Photo: Hiroyuki Hirai


This long rectangular site (9 meters by 19 meters), with its short side fronting on the road, has an elevated ground level of 2 meters. There is a large cherry tree which designated to be preserved at the south corner of the site. The work space for the dentist is located in the basement level and the living quarters are distributed on the first and the second floors. The rectangular floor plan (7.6 meters by 18 meters) is divided lengthwise into two parts-the southern half to be used as exterior space and the other half as interior space-and all the rooms are aligned in the longitudinal direction to share the view of cherry tree with every room. The client wanted reinforced concrete construction for his house, but since the poor ground condition would have required pile foundations, and in view of the resulting issues of cost and the limited construction period, this type of construction could not be used. The building was made as light as possible using the minimum amount of reinforced concrete construction and with the floors construction in wood.
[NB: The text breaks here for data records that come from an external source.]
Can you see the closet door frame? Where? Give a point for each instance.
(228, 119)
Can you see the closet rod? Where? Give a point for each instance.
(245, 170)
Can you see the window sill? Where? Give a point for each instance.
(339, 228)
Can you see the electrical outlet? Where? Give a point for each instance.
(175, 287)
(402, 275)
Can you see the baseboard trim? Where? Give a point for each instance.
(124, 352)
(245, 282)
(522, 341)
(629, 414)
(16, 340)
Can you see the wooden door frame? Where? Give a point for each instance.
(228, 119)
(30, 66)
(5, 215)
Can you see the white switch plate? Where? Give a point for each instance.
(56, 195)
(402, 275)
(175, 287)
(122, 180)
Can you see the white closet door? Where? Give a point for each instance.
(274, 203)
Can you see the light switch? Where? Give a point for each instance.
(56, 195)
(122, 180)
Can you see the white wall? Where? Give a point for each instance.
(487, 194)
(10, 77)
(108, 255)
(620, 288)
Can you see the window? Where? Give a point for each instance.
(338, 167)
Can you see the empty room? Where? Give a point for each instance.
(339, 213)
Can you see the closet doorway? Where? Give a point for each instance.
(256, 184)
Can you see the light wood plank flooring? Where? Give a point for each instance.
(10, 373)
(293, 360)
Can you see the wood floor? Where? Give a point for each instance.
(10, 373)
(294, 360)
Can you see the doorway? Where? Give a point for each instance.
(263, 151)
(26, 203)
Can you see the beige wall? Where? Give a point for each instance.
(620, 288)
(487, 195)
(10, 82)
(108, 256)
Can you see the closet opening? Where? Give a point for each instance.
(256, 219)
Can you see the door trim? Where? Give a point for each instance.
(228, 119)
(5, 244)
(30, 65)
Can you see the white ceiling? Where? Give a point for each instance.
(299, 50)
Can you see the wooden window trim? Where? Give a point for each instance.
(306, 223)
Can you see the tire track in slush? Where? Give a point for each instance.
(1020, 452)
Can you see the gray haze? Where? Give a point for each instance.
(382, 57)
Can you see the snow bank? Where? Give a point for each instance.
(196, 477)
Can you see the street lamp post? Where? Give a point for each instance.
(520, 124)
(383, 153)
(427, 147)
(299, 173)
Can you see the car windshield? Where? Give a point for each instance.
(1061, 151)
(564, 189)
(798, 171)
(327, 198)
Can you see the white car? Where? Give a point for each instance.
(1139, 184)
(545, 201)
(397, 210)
The concrete portions of the structure include the two parallel walls which define the front and rear sides of the house (18 meters apart) and the circular core structure-with laminated wood joints spanning between these concrete elements. With the minimum use of solid walls, the sense of spatial openness is optimized by the use of glazed walls. A 3-story-high ivy-covered screen which defines the southern boundary ensures the required privacy and allows ventilation and filtered natural light. On the north facade the glazed openings are fitted with hollow polycarbonate panels filled with granulated styrofoam.